A former Service-Learning Fellow and Special Collections Libraries Fellow, Davis also presents nationally on her work, mentors other Service-Learning Fellows and is part of the Service-Learning Research Faculty Learning Community.

Cecilia Herles

Since 2010, Cecilia Herles has engaged hundreds of students in service-learning through two courses she developed in women’s studies. 

Through her course on the “Gendered Politics of Food” as well as her “Environment, Gender, Race and Class” course, students work with community partners such as Campus Kitchen, Clarke Middle School, the Food Bank of Northeast Georgia and the Athens Land Trust to learn about environmental and social justice, better understanding the complexities of how food systems intersect with issues of access, justice and identity.

A frequent presenter on her community-based praxis, Herles was a Service-Learning Fellow in 2009-2010 and has been recognized with UGA’s Creative Teaching Award and the Sustainable UGA Outstanding Faculty Award.

Joseph Goetz

Joseph Goetz has co-authored numerous scholarly articles, chapters and books relating to innovative pedagogy for financial planning education, including service-learning.

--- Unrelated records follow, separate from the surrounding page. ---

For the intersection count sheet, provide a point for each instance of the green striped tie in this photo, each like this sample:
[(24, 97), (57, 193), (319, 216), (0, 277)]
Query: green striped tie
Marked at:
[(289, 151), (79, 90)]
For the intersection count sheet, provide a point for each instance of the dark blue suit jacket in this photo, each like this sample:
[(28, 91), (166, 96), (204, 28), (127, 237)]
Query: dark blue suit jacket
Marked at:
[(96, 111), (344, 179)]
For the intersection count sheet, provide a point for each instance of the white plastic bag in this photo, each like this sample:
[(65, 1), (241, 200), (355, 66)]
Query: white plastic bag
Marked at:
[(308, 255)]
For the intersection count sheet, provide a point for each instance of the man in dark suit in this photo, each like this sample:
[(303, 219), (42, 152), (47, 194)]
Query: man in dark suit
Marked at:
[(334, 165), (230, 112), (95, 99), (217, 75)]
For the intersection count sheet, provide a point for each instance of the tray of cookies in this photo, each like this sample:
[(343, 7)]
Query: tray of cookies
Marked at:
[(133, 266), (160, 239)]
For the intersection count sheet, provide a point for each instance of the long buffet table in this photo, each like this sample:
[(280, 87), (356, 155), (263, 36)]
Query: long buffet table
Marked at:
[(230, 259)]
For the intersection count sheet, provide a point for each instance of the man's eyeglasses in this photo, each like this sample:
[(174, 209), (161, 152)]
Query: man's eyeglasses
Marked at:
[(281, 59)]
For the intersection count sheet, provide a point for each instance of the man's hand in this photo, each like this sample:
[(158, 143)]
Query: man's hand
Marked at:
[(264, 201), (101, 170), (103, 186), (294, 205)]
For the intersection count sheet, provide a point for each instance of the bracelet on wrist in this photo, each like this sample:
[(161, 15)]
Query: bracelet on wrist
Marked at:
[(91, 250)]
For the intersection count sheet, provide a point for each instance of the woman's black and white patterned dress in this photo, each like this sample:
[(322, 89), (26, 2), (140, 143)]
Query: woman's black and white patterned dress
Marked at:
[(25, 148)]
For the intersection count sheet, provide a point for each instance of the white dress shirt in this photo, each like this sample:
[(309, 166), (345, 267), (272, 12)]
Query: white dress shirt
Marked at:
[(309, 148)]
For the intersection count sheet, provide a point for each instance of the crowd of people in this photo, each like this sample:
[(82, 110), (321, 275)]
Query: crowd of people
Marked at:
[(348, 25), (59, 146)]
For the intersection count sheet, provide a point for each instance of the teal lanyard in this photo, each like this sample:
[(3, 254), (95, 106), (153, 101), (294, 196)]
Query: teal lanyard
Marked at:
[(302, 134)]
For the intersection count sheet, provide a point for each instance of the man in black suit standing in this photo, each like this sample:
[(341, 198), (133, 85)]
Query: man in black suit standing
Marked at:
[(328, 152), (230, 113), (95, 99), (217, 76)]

A co-founder of UGA’s ASPIRE Clinic, Goetz annually teaches the “Clinical Practicum in Financial Planning” as well as a graduate course in “Advanced Financial Counseling and Client Communication,” engaging students in service-learning with low-income clients. Integrating his scholarship with this teaching, Goetz has developed a national reputation as a pioneer in teaching innovation through experiential learning in financial planning and was recognized as the 2013 Financial Counselor of the Year by the Association of Financial Counseling and Planning Education. A past Service-Learning Fellow and Lilly Fellow, Goetz also co-wrote a successful grant proposal to the Charles Schwab Foundation in support of expanding the capacity of the financial planning program’s public outreach and experiential learning opportunities.